Eskbank House also hosts music concerts, plays, and themed events such as the Roaring 20s Garden Party, Steampunk Festival and a Halloween Fashion Parade. Its Treasures from Home event invited people to bring along an object with a story about its significance to the local area. These included specially commissioned jewellery, a babys night dress and a pair of convict manacles.
The popular Eskbank Steampunk Festival turns the house into a Victorian Village of the future. Eskbank Steampunk is such a wonderful experience, comments Lithgow City Council Mayor Maree Statham. The activities, displays, markets and high tea are all first class, but it is the visitors in costume that really win the day.

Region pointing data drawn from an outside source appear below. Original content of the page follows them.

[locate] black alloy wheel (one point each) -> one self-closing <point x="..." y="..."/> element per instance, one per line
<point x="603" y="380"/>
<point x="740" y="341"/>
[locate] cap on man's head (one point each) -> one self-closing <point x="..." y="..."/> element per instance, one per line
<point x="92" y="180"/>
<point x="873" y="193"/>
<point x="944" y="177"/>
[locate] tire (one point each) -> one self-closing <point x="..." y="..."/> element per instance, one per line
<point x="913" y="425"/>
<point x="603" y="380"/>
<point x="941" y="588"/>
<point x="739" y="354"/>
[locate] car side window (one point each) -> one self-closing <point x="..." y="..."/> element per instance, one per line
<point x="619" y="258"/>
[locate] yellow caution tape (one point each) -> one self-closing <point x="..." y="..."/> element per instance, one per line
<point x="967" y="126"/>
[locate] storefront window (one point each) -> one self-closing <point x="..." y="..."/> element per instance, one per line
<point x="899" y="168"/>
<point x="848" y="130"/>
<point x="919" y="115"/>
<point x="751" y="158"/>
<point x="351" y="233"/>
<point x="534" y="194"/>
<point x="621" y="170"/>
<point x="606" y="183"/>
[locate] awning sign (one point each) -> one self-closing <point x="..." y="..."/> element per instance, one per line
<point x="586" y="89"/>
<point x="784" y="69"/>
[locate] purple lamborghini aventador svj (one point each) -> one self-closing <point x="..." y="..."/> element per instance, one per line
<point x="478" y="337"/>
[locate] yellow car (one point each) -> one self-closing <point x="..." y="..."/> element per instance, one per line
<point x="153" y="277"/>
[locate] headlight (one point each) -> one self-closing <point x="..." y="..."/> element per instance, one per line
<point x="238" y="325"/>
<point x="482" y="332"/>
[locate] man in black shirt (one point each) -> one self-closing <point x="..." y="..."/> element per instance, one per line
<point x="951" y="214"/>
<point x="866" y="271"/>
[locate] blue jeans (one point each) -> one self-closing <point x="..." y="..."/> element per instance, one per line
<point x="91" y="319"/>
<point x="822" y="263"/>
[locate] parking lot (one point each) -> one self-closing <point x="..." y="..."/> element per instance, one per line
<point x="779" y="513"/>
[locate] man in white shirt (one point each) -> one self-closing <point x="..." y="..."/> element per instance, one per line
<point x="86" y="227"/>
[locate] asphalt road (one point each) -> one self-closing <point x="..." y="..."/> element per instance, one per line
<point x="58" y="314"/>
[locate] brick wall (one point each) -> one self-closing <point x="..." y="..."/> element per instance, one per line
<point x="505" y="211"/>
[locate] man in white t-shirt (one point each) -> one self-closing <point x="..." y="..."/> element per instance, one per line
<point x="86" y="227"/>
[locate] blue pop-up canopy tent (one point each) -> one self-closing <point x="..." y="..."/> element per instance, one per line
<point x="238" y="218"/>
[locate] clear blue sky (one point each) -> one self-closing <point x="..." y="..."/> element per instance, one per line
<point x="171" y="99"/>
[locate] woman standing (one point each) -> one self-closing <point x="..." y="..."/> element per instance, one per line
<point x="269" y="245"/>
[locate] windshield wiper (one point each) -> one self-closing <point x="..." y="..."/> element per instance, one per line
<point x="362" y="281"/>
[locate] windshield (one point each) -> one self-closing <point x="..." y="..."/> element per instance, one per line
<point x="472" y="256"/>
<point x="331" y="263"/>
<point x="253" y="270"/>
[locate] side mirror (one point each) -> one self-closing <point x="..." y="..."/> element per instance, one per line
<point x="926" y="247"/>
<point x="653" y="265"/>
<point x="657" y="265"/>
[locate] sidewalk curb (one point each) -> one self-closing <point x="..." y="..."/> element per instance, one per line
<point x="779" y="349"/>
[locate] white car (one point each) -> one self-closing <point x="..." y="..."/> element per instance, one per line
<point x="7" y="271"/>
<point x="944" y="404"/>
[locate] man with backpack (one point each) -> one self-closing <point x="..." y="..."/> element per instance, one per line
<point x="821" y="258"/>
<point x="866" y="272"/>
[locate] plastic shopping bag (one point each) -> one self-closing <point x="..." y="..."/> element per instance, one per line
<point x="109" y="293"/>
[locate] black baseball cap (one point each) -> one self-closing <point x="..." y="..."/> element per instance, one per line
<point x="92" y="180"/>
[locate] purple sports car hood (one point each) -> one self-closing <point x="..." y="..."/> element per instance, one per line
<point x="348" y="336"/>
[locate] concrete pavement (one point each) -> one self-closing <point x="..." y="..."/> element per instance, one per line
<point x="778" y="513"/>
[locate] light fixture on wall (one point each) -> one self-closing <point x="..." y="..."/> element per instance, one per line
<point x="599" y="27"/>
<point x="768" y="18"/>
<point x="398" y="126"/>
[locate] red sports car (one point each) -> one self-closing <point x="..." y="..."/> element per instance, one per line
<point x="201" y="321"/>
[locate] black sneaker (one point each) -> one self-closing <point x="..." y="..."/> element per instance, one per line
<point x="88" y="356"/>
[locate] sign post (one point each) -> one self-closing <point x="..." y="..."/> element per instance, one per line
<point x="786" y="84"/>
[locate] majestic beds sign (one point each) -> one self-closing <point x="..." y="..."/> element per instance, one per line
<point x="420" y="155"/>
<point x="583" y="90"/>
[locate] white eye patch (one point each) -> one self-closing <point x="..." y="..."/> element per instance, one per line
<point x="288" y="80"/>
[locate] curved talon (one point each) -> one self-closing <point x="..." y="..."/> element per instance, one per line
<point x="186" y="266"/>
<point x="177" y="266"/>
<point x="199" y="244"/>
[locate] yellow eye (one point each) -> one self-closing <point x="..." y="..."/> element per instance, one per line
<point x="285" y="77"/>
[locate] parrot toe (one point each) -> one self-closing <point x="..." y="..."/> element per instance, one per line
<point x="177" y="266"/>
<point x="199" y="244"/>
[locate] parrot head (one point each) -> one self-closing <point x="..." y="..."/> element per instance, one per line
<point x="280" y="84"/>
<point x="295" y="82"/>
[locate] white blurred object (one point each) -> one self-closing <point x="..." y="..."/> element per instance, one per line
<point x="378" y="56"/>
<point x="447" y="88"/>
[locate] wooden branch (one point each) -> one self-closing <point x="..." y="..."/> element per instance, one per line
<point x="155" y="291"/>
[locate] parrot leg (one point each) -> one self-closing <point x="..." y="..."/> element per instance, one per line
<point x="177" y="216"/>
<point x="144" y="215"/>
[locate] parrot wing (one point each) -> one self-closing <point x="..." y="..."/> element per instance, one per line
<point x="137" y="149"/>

Eskbanks 1950s party, commemorates the Blagoyevich family which lived there during the 1950s and held parties there with Michael Blagoyevichs band The Fugitives. It offered dancing to the Ridgey Didge Duo, a milk bar with bottomless milkshakes, and a carnival with 50s wheels and flicks. Other entertainment included the balloon pop and ring toss, croquet with the local Lithgow Croquet Club (which started in the 1950s, badminton, totem tennis and quoits, as well as 50s cars and caravans from the Lithgow Historic Car Club. There were also prizes for the best 50s threads in the Hip Threads Competition.
Theatre also finds a home at Eskbank House. The local Blast Furnace Theatre brought a childrens picnic theatre production Hansel and Gretel to Eskbank House in
2015, with the audience travelling all over the grounds of Eskbank House with Hansel and Gretel. Writer and director Catherine Lockley also created and directed the Vampire Masquerade Fashion Show as part of the Halloween 2016 festivities.

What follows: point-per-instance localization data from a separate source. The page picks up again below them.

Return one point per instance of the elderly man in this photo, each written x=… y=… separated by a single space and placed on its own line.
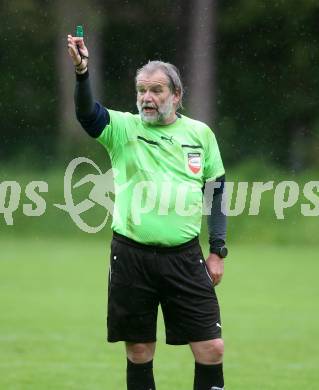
x=164 y=159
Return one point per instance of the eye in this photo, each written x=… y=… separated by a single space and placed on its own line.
x=141 y=90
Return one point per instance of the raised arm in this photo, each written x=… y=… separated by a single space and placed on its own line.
x=90 y=113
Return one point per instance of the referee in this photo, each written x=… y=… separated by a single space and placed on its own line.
x=165 y=160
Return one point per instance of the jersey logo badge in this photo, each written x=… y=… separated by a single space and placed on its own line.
x=194 y=162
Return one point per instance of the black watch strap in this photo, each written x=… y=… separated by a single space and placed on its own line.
x=220 y=251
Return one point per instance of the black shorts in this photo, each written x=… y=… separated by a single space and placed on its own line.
x=141 y=277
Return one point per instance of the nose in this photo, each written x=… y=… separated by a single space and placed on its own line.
x=147 y=96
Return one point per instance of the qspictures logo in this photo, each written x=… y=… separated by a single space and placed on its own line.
x=238 y=197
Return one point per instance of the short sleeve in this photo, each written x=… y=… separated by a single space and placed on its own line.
x=114 y=134
x=214 y=166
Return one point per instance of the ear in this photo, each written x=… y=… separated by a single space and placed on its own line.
x=176 y=98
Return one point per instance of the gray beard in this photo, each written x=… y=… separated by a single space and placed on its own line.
x=162 y=113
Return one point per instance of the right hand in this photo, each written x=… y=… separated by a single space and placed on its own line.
x=79 y=53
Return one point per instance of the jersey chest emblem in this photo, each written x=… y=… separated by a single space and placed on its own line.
x=194 y=162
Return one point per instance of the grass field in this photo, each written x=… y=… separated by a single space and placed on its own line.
x=52 y=320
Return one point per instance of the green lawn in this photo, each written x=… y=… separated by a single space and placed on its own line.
x=52 y=320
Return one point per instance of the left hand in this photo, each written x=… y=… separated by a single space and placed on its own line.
x=215 y=267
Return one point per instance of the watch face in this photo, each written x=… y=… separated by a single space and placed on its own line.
x=223 y=252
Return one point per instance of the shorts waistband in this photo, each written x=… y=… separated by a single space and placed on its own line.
x=155 y=248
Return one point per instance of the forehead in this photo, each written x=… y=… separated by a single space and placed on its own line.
x=155 y=78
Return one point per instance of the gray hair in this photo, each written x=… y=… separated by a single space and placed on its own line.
x=172 y=73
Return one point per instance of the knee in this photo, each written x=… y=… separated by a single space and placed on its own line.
x=209 y=352
x=139 y=353
x=218 y=350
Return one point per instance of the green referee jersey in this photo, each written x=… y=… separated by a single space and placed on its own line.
x=159 y=173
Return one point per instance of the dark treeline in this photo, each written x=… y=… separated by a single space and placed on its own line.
x=250 y=69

And Blaxland and Daughters moving one-woman play Pioneers in Petticoats in 2015 brought four outstanding colonial women to life in this perfectly appropriate colonial space. This year Blaxland and Daughters Matilda Fish and the Bushranger will perform there too.
Eskbank House also embraces the sciences, holding a Pollinator Week Workshop where the community took part in activities including building a bee hotel, identifying pollinators and making seed-balls. Eskbank has celebrated International Mens Day too, with a Movember event including a barbecue.
So Eskbank House and Museum continue to be a vibrant part of Lithgow life, led by Lithgow Councils imaginative Cultural Officer Wendy Hawkes, backed by Council and helped by a dedicated team of wonderful volunteers.